According to, the judgment, the Trial Chamber II found the accused guilty of having participated in a joint criminal enterprise with a common purpose of committing Genocide and extermination as well as aiding and abetting Genocide. 

The judge further read that the accused arrived at Kesho hill in the Western Province on the morning of April 8, 1994, as part of a convoy of assailants and delivered a speech to the assailants who subsequently killed between 800 and 1500 Tutsis.

"The chamber considers that the circumstances of the attack, including, among other factors, the coordinated manner in which the better-armed reinforcements arrived, the large number of assailants, and the support of authority figures, show a common plan to kill the Tutsis at Kesho Hill, and that the accused’s actions show that he shared this common purpose,” Weinberg de Roca read from the judgment.

However, the chamber dismissed prosecution charges that the accused was involved in the killing of the three gendarmes and one Stanislas Sinibagiwe.

The chamber thus concluded that there are no mitigating factors that could be taken into account in the determination of the sentence.

Clad in a cream suit, Zigiranyirazo was called by the judge to the witness box from where he was handed the sentence.

Rwanda’s Special Government Representative to the ICTR Alloys Mutabingwa described the judgment as a violation of the law of the ICTR that hands the life imprisonment sentence for the above counts Zigiranyirazo was found guilty of. 

"The law is very clear on the sentence applicable of those two types of crimes.

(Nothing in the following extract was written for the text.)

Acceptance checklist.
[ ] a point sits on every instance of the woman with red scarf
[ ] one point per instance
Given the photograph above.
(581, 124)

These call for life imprisonment as a maximum sentence,” he said.

Mutabingwa argued that although it doesn’t necessarily require imposing a maximum sentence on each of the above offences, it still defeats understanding.

"For a judge to find an accused guilty of Genocide and extermination and at the same time finds that there are no mitigating factors, circumstances warranting a reduction of sentence and yet concludes by saying a person deserves a lenient sentence,” he said after the ruling.

He added that the matter is of grave concern to the Government of Rwanda, especially when a court finds an accused guilty but can’t be in position of punishing the accused to the level that the law requires.

"These inconsistencies have to stop, it’s possible for the prosecution to appeal against the sentence and I hope that they will work on this. We think this is not a good record for the court; it is not a good record for the jurisprudence that this court seeks to be establishing,” Mutabingwa said.

The Chamber handed 20 years jail in relation to conviction of genocide at Kesho hills; 15 years imprisonment for genocide in relation to Kiyovu road block and 20 years imprisonment in relation to the conviction for extermination at Kesho Hill.

It however ruled that the sentences will be served concurrently and that the accused is entitled to credit for time already spent since his arrest in July 2001.

This will mean that the accused will only be jailed for thirteen years, after a reduction of the seven years he has been in detention. He will remain in the custody of the tribunal pending transfer to the country where he will complete his sentence.